The first task undertaken today was to sew the seams on the mainsail. Tina did the sewing machine driving whilst I carefully pulled the sail through the machine The sail cloth is very slippery and a normal sewing machine cannot move the material last the needle. We were not able to do all the seams as some of them ended up too thick for the machine, so I'll do those by hand later on this evening.
Once that task was done I made a start on dressing the mast. The first thing was to add the gaff span to the gaff. You can see it here. This is a short length of rope whose ends are fixed around the gaff about a third from each end.
The underside of the span is held in place with two small fairleads.
Then the mast was lowered and the blocks fitted. Since I don't know the correct length of the ropes required I ran a thin leader through each block so that once the mast was back upright again I could pull the rope up to and through the block and down again. The rope was then cut to the correct length. I had six ropes to do so this took most of the afternoon. You can se the result above. It is not finished yet, I'm still waiting for some blocks on back order to arrive, so the mast will have to come down again for that.
Still, the boat looks even better now.
The bobstay fitting was installed. I used thickened epoxy as a bedding compound and scraped the paint off from under the fitting down to the epoxy underlay. Once this is cured I'll repaint the hull and probably the fitting as well.
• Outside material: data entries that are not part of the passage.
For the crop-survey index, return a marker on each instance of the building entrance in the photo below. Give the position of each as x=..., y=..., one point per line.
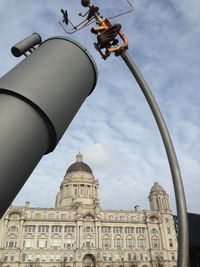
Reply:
x=89, y=260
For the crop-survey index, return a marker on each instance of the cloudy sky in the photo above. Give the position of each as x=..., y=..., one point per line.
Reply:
x=114, y=129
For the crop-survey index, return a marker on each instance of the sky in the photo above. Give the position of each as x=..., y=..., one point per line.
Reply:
x=115, y=129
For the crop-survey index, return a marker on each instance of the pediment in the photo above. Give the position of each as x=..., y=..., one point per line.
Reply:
x=88, y=217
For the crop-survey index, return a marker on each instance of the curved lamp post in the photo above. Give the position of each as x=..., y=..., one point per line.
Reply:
x=108, y=36
x=183, y=236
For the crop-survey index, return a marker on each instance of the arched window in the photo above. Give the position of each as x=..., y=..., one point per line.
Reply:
x=106, y=241
x=118, y=241
x=141, y=242
x=13, y=229
x=69, y=241
x=88, y=241
x=130, y=241
x=155, y=242
x=154, y=231
x=88, y=229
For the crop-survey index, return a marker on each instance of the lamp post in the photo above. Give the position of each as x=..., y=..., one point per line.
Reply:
x=183, y=237
x=108, y=43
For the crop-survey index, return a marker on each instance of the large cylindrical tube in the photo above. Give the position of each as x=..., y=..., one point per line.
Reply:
x=38, y=100
x=23, y=46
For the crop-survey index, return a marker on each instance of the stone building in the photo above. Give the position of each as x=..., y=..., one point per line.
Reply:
x=78, y=233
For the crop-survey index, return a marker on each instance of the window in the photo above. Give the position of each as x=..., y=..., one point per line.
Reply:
x=15, y=216
x=43, y=228
x=140, y=230
x=106, y=241
x=42, y=243
x=28, y=243
x=88, y=229
x=167, y=220
x=118, y=242
x=69, y=229
x=11, y=243
x=5, y=257
x=56, y=229
x=154, y=231
x=55, y=242
x=68, y=242
x=155, y=242
x=106, y=229
x=13, y=229
x=129, y=242
x=29, y=228
x=117, y=230
x=88, y=241
x=170, y=243
x=141, y=242
x=129, y=230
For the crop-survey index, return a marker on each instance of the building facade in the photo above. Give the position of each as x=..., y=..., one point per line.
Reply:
x=79, y=233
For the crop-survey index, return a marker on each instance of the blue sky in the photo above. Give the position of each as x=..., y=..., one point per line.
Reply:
x=114, y=129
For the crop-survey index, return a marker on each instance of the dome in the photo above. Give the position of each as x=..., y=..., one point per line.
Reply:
x=156, y=187
x=79, y=166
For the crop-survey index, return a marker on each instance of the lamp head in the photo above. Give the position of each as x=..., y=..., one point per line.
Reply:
x=85, y=3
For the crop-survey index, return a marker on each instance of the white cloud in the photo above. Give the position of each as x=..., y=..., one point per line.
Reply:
x=115, y=129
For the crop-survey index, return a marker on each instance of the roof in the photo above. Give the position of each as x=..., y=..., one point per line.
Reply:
x=156, y=187
x=79, y=165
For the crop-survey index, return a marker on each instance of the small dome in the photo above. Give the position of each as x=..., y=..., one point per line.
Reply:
x=156, y=187
x=79, y=165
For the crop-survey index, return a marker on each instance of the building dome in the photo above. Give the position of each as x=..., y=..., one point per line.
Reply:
x=156, y=187
x=79, y=165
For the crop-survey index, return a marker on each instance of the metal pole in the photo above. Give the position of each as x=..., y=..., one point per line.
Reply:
x=183, y=236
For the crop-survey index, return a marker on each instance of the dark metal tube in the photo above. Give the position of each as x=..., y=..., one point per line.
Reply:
x=24, y=138
x=183, y=233
x=26, y=44
x=38, y=100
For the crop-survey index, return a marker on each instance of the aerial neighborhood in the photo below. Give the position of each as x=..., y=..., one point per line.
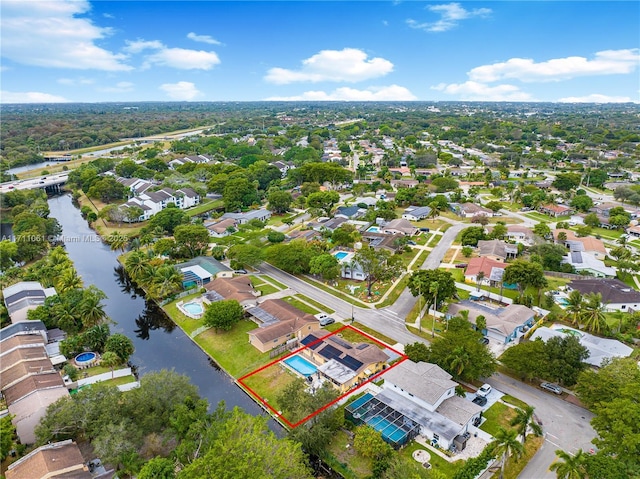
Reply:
x=396, y=290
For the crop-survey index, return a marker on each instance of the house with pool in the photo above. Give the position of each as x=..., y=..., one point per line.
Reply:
x=417, y=399
x=342, y=363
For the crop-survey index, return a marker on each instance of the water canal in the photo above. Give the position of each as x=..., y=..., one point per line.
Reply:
x=159, y=343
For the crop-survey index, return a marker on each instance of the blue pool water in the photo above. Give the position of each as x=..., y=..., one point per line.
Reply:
x=301, y=365
x=193, y=308
x=85, y=358
x=388, y=430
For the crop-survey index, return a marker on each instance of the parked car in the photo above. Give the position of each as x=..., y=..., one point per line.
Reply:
x=479, y=400
x=554, y=388
x=327, y=321
x=484, y=390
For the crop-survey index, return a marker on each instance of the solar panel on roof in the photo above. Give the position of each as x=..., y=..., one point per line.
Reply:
x=329, y=352
x=350, y=362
The, with Tina's help, I took a look at the headsails, the two in front of the mast. I had a staysail in the first secondhand sail I bought and that was near enough the correct size. Too big but it can be cut down if necessary. But leaving it as it is means no further work required.
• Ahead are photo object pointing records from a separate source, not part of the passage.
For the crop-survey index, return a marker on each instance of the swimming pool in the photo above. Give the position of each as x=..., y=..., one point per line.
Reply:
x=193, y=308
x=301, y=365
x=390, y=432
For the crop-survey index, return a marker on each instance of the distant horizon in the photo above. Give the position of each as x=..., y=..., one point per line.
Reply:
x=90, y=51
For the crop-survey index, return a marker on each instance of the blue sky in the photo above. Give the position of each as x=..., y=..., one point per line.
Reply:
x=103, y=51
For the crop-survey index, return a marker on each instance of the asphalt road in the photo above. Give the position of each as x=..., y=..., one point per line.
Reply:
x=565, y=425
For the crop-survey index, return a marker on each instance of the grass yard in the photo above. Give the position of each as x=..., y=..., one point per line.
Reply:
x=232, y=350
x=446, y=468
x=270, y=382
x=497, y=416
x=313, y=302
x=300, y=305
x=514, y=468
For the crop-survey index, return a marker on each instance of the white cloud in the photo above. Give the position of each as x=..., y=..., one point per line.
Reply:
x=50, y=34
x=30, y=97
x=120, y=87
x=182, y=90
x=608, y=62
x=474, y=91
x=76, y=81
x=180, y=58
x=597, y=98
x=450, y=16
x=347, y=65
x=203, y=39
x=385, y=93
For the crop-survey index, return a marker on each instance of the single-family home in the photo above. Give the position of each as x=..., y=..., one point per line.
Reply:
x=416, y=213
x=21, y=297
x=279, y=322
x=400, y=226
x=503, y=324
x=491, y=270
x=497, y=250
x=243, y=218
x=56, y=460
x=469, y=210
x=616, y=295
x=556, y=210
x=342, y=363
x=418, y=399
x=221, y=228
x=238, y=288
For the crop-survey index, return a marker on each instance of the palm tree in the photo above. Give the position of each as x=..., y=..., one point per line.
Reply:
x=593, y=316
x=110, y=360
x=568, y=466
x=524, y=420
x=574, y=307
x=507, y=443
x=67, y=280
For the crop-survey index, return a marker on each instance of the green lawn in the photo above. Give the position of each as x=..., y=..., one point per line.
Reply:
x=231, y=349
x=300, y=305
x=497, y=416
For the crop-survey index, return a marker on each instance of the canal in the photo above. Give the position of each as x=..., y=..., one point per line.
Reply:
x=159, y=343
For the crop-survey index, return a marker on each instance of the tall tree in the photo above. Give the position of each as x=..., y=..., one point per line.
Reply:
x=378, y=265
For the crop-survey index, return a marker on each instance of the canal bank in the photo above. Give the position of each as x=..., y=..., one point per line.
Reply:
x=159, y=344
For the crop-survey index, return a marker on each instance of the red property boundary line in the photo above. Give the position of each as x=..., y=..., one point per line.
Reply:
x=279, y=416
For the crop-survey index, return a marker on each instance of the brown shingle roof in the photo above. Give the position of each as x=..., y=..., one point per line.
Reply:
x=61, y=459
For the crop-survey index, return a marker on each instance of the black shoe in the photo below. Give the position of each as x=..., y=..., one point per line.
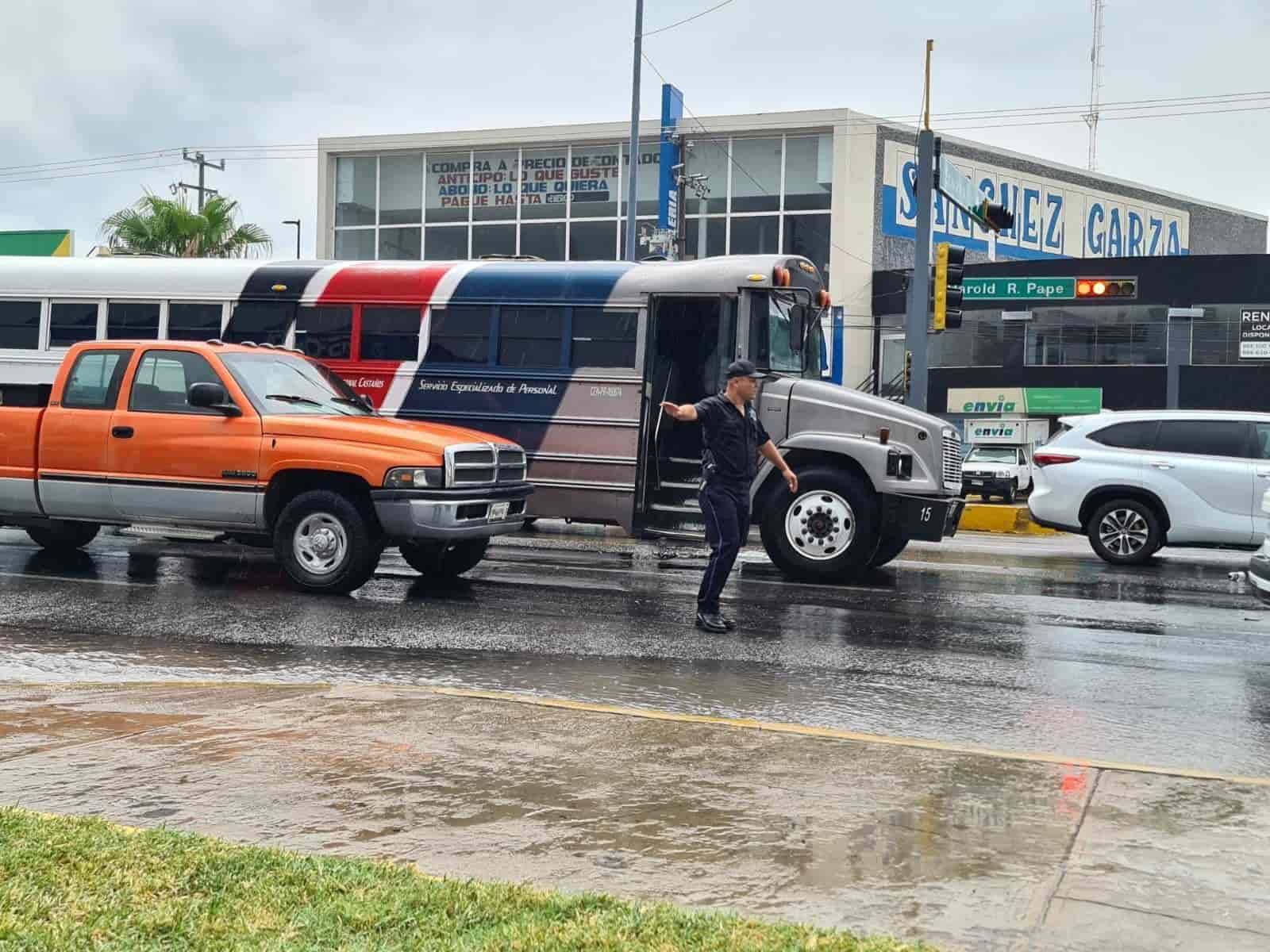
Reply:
x=710, y=622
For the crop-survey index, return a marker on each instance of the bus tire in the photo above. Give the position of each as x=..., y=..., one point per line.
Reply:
x=63, y=536
x=444, y=560
x=324, y=543
x=825, y=532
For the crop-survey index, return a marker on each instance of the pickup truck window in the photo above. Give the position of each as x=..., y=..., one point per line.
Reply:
x=163, y=378
x=279, y=384
x=94, y=381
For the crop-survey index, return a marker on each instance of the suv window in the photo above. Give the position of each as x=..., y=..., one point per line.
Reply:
x=94, y=381
x=1137, y=435
x=1203, y=437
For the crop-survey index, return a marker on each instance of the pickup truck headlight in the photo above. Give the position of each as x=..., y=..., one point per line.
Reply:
x=416, y=478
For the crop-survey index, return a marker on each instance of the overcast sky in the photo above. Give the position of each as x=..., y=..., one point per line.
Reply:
x=83, y=80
The jib was cut out of the lighter weight sail and that will need to be seamed and so on, a project for during the week.
Since the staysail need nothing doing I decided to hoist it and see what it looked like. The Wykeham Martin furling gear was attached and then the sail attach to the furling gear. Tina took a photo.
The sail touches the mast when it moves from one side to the other but that shouldn't be a problem, and it is only just short enough to fit between the mast and the bowsprit. any longer and it would not be possible to hoist it up fully. It will do for now. The main thing is that as long as there is a South or South-West wind on Friday we will be able to sail back to the mooring even with just this one sail. Slowly, I grant you, but sailing nevertheless.
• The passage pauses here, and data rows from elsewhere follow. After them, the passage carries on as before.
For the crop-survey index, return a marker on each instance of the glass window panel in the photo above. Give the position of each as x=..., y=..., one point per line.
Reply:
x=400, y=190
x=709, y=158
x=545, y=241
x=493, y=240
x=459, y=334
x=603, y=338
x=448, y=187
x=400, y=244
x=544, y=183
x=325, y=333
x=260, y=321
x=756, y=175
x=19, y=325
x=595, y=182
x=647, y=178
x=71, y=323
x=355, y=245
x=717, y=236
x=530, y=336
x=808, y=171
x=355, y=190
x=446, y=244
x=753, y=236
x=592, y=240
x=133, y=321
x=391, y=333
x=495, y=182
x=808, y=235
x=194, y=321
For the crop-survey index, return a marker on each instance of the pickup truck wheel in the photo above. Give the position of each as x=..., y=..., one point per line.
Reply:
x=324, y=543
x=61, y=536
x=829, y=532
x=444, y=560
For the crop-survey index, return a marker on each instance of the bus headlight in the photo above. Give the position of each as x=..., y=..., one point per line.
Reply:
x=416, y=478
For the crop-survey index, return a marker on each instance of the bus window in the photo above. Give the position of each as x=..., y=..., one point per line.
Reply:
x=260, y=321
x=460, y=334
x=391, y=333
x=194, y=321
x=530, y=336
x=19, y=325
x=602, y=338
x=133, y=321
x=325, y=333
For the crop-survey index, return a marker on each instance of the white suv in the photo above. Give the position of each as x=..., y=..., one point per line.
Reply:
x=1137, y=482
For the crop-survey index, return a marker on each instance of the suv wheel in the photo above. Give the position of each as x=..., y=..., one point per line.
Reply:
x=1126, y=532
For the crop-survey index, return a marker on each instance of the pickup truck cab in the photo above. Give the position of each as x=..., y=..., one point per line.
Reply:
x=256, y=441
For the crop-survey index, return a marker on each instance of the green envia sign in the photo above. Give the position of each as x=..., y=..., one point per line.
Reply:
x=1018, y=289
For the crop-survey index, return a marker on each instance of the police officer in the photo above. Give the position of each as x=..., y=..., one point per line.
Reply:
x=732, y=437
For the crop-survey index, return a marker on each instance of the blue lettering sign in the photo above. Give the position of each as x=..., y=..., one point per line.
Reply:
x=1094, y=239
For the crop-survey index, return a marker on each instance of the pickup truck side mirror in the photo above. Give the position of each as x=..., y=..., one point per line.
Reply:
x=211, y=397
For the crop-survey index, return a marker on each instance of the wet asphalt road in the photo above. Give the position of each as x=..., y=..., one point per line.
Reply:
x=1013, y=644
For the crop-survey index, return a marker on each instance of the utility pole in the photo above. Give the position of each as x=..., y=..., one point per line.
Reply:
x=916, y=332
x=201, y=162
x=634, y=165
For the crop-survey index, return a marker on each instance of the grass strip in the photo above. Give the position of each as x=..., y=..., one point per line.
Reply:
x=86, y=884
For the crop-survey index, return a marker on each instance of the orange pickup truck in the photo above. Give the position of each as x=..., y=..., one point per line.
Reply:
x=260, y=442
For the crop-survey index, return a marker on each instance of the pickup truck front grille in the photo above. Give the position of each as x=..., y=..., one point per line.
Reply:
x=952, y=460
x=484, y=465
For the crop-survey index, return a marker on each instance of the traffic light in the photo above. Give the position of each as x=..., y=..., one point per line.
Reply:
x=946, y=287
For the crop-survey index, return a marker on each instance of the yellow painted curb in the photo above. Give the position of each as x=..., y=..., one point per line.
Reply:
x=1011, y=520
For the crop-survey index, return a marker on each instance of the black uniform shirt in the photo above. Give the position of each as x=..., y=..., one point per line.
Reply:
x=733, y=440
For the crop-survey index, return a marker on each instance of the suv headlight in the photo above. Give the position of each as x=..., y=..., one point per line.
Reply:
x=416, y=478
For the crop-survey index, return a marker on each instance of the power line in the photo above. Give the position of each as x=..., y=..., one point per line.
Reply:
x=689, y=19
The furling gear has to be attached to the gammon iron and the bowsprit. Without the strop round the bowsprit the furling gear would continually rub against the forestay and both would be damaged. I'll make a better strop during the week.
This is what the staysail looks like when it is furled.
After a bite to eat and with a cut of tea I sat in the conservatory and hand stitched three of the four seams where the sailcloth is too thick for a sewing machine. A nice way to end the day.